Канцеляристы встретили нас радушно, отовсюду слышались весёлые приветствия. Во время небольшого перерыва угостили домашним квасом и снедью.
Иван радовался, что не нужно корпеть за конторкой, переписывать пожелтевшие от времени и сырости бумаги. Ему нравилась новая жизнь, полная опасностей и приключений. Предок был романтиком. Жаль, я не разделял его увлечений.
Допрос Карташова назначили на девять утра. Мы с Иваном отправились за ним в сопровождении бравого капрала-гвардейца, прикомандированного к Тайной канцелярии. Ежедневно здесь дежурили десятки вояк, кто-то менялся каждые сутки, кто-то попадал чуть ли не в постоянный наряд.
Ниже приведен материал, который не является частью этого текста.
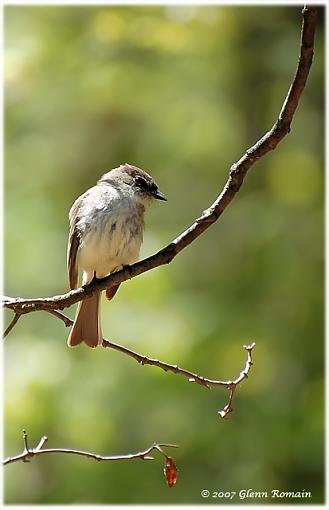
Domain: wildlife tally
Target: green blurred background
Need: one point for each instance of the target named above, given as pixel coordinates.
(180, 92)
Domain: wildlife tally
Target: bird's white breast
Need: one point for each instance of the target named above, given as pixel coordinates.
(111, 231)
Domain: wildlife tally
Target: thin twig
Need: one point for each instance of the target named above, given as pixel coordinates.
(167, 367)
(210, 215)
(12, 324)
(28, 453)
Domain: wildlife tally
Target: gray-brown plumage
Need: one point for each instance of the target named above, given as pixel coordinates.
(106, 232)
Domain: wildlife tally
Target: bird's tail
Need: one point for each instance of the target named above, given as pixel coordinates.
(87, 324)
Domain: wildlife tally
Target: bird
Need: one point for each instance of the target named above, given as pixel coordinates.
(105, 235)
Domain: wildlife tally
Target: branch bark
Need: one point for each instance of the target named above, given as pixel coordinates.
(210, 215)
(28, 453)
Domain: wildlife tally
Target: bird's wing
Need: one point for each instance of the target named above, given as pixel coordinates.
(73, 245)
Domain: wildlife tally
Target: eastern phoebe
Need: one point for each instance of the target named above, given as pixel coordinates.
(106, 233)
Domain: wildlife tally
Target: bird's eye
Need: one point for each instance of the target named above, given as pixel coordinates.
(141, 182)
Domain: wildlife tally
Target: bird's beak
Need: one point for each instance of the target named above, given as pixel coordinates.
(159, 196)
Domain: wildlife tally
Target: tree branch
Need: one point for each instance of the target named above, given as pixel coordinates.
(28, 453)
(210, 215)
(167, 367)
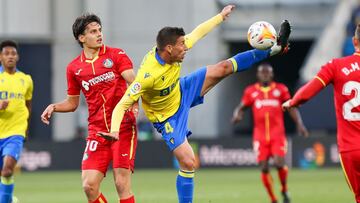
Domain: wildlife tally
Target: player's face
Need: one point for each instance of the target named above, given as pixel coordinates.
(178, 51)
(265, 74)
(9, 57)
(92, 37)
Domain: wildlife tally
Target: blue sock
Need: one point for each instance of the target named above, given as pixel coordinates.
(6, 189)
(185, 186)
(245, 60)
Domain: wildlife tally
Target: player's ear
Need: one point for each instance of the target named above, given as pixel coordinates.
(81, 38)
(168, 48)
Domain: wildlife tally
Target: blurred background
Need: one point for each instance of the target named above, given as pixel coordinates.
(322, 29)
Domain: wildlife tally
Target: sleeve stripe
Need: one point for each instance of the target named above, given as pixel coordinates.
(321, 80)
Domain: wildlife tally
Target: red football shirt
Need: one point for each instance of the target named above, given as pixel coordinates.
(101, 82)
(267, 112)
(344, 74)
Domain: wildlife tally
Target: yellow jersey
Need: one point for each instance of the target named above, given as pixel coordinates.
(157, 83)
(17, 88)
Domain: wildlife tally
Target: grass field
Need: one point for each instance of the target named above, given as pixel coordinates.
(212, 186)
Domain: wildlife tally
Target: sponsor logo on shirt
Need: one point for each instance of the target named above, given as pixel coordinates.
(266, 102)
(106, 77)
(276, 93)
(354, 67)
(135, 88)
(108, 63)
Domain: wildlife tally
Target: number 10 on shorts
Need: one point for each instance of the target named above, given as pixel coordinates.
(91, 145)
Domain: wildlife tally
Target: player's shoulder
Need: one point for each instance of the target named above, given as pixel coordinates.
(74, 63)
(280, 85)
(115, 50)
(24, 75)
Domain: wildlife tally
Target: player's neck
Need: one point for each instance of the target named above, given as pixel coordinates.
(91, 53)
(265, 84)
(165, 57)
(10, 70)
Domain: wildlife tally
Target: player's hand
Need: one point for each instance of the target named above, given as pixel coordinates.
(135, 109)
(286, 105)
(226, 11)
(303, 131)
(237, 117)
(3, 104)
(109, 136)
(46, 115)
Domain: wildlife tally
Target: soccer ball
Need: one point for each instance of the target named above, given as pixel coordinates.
(261, 35)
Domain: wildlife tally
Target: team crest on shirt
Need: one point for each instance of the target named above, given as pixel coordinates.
(108, 63)
(172, 141)
(85, 157)
(276, 93)
(136, 87)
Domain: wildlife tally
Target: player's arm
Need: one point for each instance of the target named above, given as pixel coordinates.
(70, 104)
(238, 113)
(204, 28)
(129, 77)
(296, 117)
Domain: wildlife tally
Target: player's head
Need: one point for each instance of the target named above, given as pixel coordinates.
(9, 54)
(171, 41)
(356, 38)
(87, 30)
(265, 73)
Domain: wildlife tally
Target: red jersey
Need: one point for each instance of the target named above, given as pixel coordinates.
(267, 112)
(101, 82)
(344, 74)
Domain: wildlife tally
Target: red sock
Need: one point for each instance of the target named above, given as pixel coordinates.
(128, 200)
(268, 183)
(283, 172)
(100, 199)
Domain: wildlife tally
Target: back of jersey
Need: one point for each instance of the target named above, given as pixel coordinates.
(346, 80)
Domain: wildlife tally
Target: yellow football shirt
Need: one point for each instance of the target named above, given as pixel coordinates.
(157, 83)
(17, 88)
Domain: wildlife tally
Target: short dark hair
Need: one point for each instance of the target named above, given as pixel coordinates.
(8, 43)
(168, 35)
(81, 22)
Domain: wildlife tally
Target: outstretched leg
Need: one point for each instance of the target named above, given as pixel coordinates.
(185, 179)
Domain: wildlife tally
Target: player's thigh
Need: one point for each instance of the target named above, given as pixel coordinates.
(262, 150)
(185, 155)
(97, 155)
(278, 147)
(92, 178)
(124, 149)
(11, 151)
(350, 162)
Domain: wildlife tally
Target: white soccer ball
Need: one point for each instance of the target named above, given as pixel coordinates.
(262, 35)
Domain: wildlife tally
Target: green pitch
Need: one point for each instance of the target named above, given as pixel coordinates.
(211, 186)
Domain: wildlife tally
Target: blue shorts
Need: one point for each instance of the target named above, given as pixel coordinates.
(11, 146)
(174, 130)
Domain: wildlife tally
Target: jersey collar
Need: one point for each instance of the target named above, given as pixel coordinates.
(101, 52)
(265, 89)
(158, 58)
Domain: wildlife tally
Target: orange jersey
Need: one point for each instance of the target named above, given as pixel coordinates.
(267, 112)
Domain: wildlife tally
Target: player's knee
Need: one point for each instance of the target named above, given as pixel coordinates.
(189, 163)
(7, 172)
(90, 187)
(122, 185)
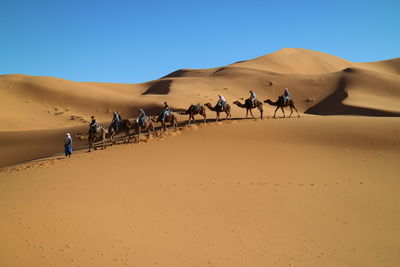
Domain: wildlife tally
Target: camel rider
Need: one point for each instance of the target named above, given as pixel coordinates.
(286, 96)
(253, 98)
(166, 111)
(116, 120)
(221, 102)
(142, 116)
(93, 124)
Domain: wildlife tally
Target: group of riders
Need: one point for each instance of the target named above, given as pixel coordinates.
(116, 121)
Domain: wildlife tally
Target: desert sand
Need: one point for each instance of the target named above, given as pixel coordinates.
(311, 191)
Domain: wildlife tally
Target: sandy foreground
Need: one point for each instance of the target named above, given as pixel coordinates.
(314, 191)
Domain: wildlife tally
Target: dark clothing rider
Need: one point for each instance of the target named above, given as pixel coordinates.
(166, 111)
(116, 120)
(142, 116)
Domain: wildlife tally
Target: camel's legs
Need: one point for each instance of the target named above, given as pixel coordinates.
(138, 136)
(251, 113)
(291, 111)
(296, 111)
(275, 112)
(90, 144)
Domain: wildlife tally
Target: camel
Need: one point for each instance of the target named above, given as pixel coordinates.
(226, 108)
(147, 126)
(170, 118)
(124, 126)
(91, 136)
(194, 110)
(248, 105)
(280, 104)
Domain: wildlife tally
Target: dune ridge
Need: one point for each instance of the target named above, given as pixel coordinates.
(33, 109)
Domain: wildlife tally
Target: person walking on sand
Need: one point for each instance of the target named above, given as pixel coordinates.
(221, 102)
(68, 145)
(286, 96)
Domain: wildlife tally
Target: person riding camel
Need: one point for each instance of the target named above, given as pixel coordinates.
(286, 96)
(116, 121)
(253, 98)
(142, 116)
(93, 124)
(221, 102)
(166, 111)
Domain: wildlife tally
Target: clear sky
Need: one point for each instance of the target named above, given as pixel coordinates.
(136, 41)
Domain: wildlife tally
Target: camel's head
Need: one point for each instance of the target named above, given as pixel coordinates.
(78, 136)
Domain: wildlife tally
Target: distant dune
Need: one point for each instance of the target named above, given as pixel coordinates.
(321, 84)
(309, 191)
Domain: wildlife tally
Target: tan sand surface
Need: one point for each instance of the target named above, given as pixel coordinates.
(310, 191)
(314, 191)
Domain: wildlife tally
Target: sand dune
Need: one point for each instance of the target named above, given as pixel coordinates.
(308, 74)
(303, 192)
(309, 191)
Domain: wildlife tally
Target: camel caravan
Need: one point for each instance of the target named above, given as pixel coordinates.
(133, 127)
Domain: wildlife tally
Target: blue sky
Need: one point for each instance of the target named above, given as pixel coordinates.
(137, 41)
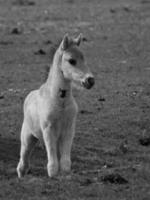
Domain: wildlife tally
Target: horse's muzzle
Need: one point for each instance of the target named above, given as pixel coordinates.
(88, 83)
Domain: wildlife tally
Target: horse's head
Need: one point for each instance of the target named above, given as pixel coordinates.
(72, 64)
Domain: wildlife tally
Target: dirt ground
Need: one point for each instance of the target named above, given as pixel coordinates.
(111, 150)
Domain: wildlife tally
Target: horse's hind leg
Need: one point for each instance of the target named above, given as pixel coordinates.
(28, 141)
(65, 145)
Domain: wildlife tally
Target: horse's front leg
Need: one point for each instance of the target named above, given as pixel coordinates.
(50, 140)
(65, 145)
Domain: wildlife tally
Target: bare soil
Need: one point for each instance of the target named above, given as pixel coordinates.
(111, 150)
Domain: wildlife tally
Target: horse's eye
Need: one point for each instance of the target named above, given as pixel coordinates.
(72, 61)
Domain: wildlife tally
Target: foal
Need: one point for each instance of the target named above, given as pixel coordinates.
(50, 112)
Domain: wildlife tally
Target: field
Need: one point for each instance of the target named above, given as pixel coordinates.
(111, 149)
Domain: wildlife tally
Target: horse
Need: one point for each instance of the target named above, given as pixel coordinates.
(50, 112)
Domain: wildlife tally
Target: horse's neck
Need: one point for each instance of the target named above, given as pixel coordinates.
(56, 82)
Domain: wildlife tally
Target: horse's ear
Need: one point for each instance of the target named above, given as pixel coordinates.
(65, 42)
(78, 39)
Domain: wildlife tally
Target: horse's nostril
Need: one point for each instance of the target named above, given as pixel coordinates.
(91, 81)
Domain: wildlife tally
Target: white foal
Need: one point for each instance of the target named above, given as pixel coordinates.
(50, 112)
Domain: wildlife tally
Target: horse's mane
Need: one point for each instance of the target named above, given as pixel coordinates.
(51, 54)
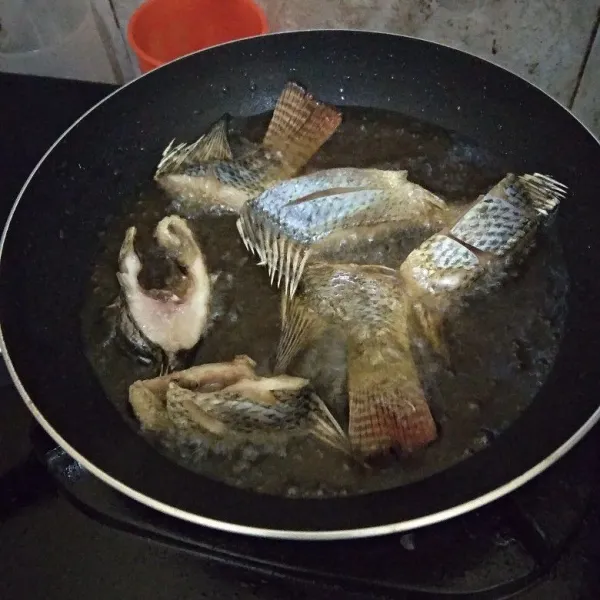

Я очень удивился обилию штатского люда в коридорах казематов: заплаканные женщины, детишки, старики. Многие держали узелки и котомки. Наряду с простолюдинами хватало и особ благородных кровей. Объединяло их одно — выражение скорби, горести и какой-то обречённости на лицах.
— Кто все эти люди? — спросил я у сопровождающего.
Тот, не оборачиваясь, пояснил:
— Известно кто: у многих, кто в казематах сидит, родня есть. Навещать заарестованных не возбраняется. Да и нам легче. На провиант ить денег отпускают мало. Вот и кормятся колодники с того, что родные приносят.
— А ежли родни вообще нет? Как таким быть?
— Не спрашивайте! Плохо, господа. Такие по улицам ходют, милостыней харчи добывают.
Я обалдело закрутил головой. Здешний режим содержания совсем не походил на современный мне. К узникам Петропавловки запросто ходит родня с улицы, передачки носит, причём с личной доставкой в камеру. Интересное кино. Не ожидал.
Навстречу торопливой походкой прошла женщина в чёрной монашеской рясе, которая прятала её фигуру. Мелькнуло бесцветное абсолютно невыразительное лицо из тех, что и запомнить-то невозможно.
— Она-то что здесь делает? — удивился я.
— Божий человек. Сирых навещает да убогих, тех, кому никакого вспомоществования нет. Лекарства приносит, провиант опять же.
— И что, никакого допроса и осмотра?
— Я же сказал: божий человек. Кто её осматривать будеть?
— Ну-ну, — усмехнулся я.
Мы подошли к одиночке, в которой держали Карташова. Возле дверей мялся молоденький солдатик. При виде капрала он вытянулся в струнку. Начальство, как же!
— Открывай, — велел ему наш сопровождающий. — На допрос велено доставить.
Солдат стал возиться с замком. Отомкнув, шагнул в сторону.
— Проходите.
— Что, судари, милости прошу, — сделал приглашающий жест капрал.